Jan has never closed an eye, he has scarcely rested even, pacing up and down, in and out of those gargantuan beams, with the molens and its secrets towering above his head. Nor I imagine did those noble lords and mynheers up there sleep much during this night; but they were tired and lay like logs upon straw paillasses, living over again the past few hours, the carrying of heavy iron boxes one by one from the molens to the wooden bridge, the unloading there, the unpacking in the darkness, and the disposal of the death-dealing powder, black and evil smelling, which will put an end with its one mighty crash—to tyranny and the Stadtholder's life.
Tired they are but too excited to sleep: the last few hours are like a vivid dream; the preparation of the tinder, the arrangements, the position to be taken up by Beresteyn and Heemskerk, the two chosen lieutenants who will send the wooden bridge over the Schie flying in splinters into the air.
Van Does too has his work cut out. General in command of the forces—foreign mercenaries and louts from the country—he has Jan for able captain. The mercenaries and the louts know nothing yet of what will happen to-morrow—when once the dawn has broken—but they are well prepared; like beasts of the desert they can scent blood in the air; look at them polishing up their swords and cleaning their cullivers! they know that to-morrow they will fight, even though to-night they have had no orders save to see that one prisoner tied with ropes to a beam and fainting with exposure and loss of blood does not contrive to escape.
But the Lord of Stoutenburg is more wakeful than all. Like a caged beast of prey he paces up and down the low, narrow weighing-room of the molens, his hands tightly clenched behind his back, his head bare, his cloak cast aside despite the bitter coldness of the night.
Restless and like a beast of prey; his nostrils quiver with the lust of hate and revenge that seethes within his soul. Two men doth he hate with a consuming passion of hatred, the Stadtholder Prince of Orange, sovereign ruler of half the Netherlands, and a penniless adventurer whose very name is unknown.

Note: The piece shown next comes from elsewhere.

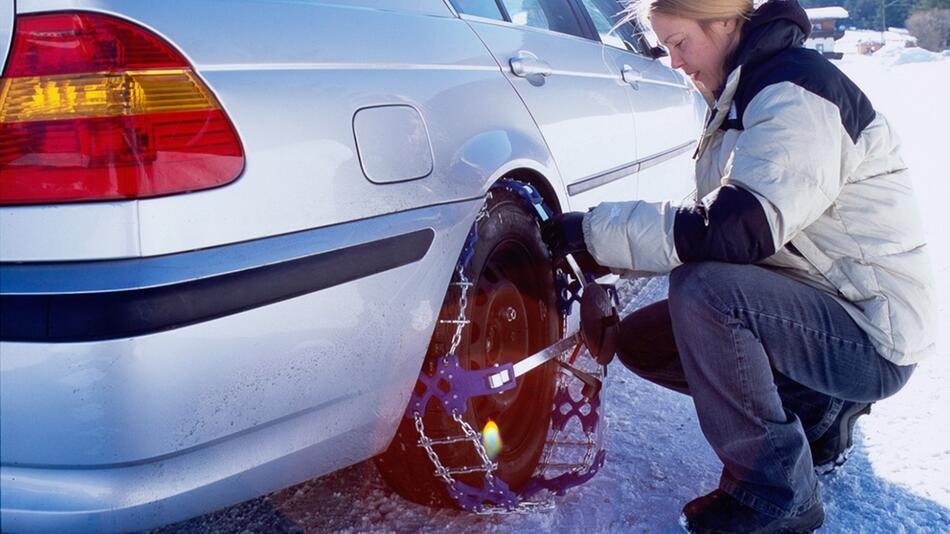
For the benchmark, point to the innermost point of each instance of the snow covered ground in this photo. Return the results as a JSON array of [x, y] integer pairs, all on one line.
[[898, 479]]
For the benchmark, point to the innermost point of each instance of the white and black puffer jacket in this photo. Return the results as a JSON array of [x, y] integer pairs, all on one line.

Both these men are now in the power of the Lord of Stoutenburg. The bridge is prepared, the powder laid, to-morrow justice will be meted out to the tyrant; God alone could save him now, and God, of a surety, must be on the side of a just revenge. The other man is helpless and a prisoner; despite his swagger and his insolence, justice shall be meted out to him too; God alone could save him, and God, of a surety, could not be on the side of an impudent rogue.
These thoughts, which were as satisfying to the Lord of Stoutenburg as food placed at an unattainable distance is to a starving beast, kept him awake and pacing up and down the room after he had finished his work under the bridge.
He could not sleep for thinking of the prisoner, of the man's insolence, of the humiliation and contempt wherewith every glance he had brought shame to his cheeks. The Lord of Stoutenburg could not sleep also for thinking of Gilda, and the tender, pitying eyes wherewith she regarded the prisoner, the gentle tone of her voice when she spoke to him, even after proof had been placed before her that the man was a forger and a thief.